I'm trying to feed 1D numpy arrays (flattend images) via a generator into a H5py data file in order to create training and validation matrices.
The following code was adapted from a solution (can't find it now) in which the data
attribute of H5py's File
objects's create_dataset
function is provided data in the form of a call to np.fromiter
which has a generator function as one of its arguments.
from scipy.misc import imread
import h5py
import numpy as np
import os
# Creating h5 data file
f = h5py.File('../data.h5', 'w')
# Source directory for image data
src = '/datasets/aic540/train/images/'
# Showing quantity and dimensionality of data
images = os.listdir(src)
ex_img = imread(src + images[0])
flat_img = ex_img.flatten()
print "# of images is {}".format(len(images))
print "image shape is {}".format(ex_img.shape)
print "flattened image shape is {}".format(flat_img.shape)
# Creating generator to feed in data to h5py's `create_dataset` function
gen = (imread(src + i).flatten().astype(np.int8) for i in os.listdir(src))
# Creating h5 dataset
f.create_dataset(name='training',
#shape=(59482, 1555200),
data=np.fromiter(gen, dtype=np.int8))
Output:
# of images is 59482
image shape is (540, 960, 3)
flattened image shape is (1555200,)
Traceback (most recent call last):
File "process_images.py", line 30, in <module>
data=np.fromiter(gen, dtype=np.int8))
ValueError: setting an array element with a sequence.

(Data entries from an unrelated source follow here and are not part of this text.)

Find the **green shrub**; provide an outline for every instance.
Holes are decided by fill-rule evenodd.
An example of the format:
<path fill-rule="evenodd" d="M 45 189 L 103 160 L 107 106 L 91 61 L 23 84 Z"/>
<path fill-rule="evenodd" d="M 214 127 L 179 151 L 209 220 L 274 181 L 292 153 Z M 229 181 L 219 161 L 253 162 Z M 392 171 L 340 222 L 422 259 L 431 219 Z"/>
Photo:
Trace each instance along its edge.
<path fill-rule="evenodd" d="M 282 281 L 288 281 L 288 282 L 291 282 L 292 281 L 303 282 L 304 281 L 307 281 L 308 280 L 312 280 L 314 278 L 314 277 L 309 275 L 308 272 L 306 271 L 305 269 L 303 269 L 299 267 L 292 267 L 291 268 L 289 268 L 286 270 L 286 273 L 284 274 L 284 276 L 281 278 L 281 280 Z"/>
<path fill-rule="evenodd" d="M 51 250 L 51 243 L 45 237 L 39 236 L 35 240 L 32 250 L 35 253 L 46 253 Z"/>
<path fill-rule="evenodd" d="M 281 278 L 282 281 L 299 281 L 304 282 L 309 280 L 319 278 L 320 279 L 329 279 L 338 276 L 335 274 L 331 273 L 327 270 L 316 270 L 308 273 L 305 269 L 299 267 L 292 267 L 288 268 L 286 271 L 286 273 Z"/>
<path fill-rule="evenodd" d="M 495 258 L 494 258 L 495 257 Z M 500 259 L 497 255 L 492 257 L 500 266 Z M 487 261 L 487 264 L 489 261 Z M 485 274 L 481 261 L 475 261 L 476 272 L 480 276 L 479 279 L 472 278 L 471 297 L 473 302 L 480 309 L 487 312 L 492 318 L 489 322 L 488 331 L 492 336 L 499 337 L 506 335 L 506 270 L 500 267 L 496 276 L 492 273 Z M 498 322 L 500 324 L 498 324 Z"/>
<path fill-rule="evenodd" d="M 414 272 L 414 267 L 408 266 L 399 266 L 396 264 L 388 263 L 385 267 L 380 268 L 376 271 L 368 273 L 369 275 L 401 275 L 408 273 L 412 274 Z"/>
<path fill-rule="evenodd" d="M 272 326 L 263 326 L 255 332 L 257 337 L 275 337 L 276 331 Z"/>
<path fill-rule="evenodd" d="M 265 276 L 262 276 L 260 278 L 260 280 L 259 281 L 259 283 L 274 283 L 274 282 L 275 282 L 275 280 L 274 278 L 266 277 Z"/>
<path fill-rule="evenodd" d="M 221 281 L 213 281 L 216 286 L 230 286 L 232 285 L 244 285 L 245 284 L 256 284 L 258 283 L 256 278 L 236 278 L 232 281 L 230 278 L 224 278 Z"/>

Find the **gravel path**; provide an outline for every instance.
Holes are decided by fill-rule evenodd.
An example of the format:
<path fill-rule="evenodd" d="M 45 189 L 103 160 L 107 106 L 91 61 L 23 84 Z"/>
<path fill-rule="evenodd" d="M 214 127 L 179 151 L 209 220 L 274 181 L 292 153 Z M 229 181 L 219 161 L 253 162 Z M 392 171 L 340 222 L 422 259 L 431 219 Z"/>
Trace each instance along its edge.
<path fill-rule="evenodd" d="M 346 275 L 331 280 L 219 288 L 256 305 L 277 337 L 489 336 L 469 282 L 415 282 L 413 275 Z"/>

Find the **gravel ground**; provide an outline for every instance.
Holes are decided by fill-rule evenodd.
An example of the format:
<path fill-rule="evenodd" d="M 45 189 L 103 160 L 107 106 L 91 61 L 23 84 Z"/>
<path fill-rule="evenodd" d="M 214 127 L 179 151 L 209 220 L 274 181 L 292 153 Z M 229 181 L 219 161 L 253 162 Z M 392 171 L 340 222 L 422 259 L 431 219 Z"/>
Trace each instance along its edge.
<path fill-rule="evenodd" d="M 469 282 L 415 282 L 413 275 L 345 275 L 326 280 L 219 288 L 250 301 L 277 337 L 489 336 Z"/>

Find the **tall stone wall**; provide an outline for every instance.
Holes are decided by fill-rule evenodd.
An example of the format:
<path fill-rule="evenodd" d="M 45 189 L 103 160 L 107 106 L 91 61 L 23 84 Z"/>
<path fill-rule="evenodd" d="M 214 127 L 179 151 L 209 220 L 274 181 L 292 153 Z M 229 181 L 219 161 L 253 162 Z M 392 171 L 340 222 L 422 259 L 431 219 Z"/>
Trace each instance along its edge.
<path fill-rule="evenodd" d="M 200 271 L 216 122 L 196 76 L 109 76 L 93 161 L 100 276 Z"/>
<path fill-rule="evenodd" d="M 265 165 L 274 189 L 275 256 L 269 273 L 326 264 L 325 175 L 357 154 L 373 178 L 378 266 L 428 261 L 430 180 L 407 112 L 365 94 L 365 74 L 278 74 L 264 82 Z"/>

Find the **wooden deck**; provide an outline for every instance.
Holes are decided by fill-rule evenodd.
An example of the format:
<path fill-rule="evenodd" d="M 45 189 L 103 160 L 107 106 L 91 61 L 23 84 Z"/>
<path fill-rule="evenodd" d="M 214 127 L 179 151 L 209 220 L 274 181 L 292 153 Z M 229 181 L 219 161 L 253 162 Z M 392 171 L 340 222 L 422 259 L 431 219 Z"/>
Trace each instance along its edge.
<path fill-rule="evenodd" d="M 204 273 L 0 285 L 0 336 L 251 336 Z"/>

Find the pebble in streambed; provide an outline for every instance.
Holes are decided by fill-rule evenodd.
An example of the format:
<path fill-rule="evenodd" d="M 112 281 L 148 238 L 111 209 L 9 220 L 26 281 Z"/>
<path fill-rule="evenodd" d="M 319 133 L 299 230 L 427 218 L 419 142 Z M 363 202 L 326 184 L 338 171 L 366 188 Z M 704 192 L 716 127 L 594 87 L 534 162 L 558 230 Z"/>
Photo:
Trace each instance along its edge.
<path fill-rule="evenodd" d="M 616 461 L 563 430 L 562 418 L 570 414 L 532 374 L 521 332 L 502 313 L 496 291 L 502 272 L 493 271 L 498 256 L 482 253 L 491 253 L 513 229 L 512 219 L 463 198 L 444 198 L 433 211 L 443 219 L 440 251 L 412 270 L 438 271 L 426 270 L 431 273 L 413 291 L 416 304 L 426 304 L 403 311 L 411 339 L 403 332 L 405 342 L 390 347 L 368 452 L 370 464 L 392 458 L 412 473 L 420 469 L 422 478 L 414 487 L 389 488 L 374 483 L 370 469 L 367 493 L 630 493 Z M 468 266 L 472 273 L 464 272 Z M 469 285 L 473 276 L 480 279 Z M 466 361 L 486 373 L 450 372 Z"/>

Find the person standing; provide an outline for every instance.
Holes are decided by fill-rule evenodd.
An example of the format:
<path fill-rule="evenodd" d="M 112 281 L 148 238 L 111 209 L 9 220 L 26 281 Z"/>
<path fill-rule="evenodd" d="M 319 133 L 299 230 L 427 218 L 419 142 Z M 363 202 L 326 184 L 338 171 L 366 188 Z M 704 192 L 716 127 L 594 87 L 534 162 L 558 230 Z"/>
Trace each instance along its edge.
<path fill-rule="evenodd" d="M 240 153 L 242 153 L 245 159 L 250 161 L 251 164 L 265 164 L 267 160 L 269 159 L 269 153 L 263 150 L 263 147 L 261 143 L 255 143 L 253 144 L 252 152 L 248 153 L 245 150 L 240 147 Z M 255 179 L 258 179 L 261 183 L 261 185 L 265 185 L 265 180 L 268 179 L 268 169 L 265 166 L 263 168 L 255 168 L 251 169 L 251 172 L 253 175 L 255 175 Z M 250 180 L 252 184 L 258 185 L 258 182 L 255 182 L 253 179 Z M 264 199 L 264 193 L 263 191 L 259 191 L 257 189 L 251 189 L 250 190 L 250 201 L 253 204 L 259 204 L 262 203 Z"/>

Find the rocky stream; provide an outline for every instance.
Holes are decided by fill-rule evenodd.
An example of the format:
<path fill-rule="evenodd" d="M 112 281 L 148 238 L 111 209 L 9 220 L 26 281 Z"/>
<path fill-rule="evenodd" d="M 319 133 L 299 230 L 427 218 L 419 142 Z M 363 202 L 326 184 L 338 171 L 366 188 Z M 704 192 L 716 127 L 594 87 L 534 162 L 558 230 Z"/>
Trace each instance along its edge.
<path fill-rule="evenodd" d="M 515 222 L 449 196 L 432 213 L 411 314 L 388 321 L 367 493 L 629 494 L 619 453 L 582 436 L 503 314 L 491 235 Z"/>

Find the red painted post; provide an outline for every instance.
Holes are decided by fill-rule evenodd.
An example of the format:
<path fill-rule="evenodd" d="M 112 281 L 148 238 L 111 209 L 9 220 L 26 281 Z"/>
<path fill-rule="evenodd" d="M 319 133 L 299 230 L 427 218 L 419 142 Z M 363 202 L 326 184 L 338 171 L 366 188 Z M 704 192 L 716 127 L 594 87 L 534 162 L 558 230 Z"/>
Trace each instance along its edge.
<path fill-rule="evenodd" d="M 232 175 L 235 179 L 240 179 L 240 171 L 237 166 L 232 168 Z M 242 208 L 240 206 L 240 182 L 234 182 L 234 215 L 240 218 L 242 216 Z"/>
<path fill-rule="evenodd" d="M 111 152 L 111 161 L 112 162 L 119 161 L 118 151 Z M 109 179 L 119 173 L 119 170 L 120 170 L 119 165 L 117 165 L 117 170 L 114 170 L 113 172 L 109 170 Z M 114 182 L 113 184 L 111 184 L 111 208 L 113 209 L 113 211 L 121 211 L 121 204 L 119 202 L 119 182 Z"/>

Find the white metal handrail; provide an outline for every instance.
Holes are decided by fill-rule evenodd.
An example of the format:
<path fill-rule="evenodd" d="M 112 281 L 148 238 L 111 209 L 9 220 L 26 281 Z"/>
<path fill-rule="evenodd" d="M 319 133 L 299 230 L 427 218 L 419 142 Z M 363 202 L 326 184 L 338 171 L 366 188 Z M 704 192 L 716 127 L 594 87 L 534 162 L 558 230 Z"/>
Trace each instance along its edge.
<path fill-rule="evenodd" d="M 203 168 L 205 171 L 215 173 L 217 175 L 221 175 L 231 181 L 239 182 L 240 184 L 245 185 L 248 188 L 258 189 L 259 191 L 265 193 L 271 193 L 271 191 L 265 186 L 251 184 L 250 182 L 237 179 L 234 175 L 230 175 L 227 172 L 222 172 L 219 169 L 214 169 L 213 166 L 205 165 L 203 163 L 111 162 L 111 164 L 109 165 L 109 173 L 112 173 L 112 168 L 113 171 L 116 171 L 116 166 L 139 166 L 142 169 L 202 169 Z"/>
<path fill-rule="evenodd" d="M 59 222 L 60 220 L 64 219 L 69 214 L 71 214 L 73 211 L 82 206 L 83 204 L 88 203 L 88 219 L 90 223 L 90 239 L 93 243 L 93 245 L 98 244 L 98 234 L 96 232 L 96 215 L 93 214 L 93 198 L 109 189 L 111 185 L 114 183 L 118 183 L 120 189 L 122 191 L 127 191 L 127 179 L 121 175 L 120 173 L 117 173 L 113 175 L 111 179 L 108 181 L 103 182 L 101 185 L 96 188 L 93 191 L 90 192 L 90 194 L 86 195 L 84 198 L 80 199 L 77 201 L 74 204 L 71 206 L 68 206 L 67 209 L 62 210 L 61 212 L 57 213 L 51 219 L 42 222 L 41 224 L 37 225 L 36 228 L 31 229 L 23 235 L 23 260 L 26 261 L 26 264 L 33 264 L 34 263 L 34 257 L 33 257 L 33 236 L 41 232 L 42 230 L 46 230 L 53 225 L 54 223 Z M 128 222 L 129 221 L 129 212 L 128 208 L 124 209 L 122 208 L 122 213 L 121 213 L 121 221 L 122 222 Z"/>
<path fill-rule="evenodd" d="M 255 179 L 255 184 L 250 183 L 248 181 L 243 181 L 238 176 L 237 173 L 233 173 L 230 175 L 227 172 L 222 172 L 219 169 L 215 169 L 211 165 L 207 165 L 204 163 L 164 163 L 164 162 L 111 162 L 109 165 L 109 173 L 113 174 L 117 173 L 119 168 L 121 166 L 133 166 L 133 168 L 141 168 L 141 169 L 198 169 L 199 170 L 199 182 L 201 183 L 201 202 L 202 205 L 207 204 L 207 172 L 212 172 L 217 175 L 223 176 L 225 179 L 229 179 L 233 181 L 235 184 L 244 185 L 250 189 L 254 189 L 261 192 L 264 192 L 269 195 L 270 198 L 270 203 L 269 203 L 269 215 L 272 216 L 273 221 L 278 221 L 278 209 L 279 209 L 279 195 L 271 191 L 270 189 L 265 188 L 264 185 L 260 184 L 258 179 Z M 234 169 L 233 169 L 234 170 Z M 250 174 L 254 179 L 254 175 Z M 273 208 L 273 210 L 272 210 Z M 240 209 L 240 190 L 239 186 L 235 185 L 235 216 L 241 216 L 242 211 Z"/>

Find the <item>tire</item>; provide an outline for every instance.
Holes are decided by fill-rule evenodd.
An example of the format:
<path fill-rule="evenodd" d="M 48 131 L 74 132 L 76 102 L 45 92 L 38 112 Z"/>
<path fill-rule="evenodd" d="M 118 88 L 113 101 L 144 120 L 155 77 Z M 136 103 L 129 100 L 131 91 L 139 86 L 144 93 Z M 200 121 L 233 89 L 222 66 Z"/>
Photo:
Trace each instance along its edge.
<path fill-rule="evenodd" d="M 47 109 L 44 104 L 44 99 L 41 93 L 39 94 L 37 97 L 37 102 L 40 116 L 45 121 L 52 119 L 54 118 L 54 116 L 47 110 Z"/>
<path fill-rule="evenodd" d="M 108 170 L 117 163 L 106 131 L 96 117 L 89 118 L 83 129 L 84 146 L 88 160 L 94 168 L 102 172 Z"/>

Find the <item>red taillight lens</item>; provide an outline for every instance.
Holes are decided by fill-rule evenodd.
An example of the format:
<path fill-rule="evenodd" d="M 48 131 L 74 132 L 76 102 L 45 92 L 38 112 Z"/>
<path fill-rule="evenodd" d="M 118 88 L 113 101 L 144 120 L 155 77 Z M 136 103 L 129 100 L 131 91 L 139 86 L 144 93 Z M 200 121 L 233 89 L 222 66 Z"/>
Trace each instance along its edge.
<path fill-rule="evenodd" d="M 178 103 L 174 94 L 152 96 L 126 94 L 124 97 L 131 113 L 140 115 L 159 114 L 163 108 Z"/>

I've read when searching for this error in this context that the problem is that np.fromiter()
needs a list and not a generator function (which seems opposed to the function that the name "fromiter" implies) -- wrapping the generator in a list call list(gen)
allows the code to run but it, of course, uses up all the memory in the expansion of this list before the call to create_dataset
is made.
How do I use a generator to feed data into an H5py data file?
If my approach is entirely wrong, what is the correct way to build a very large numpy matrix that doesn't fit in memory -- using H5py or otherwise?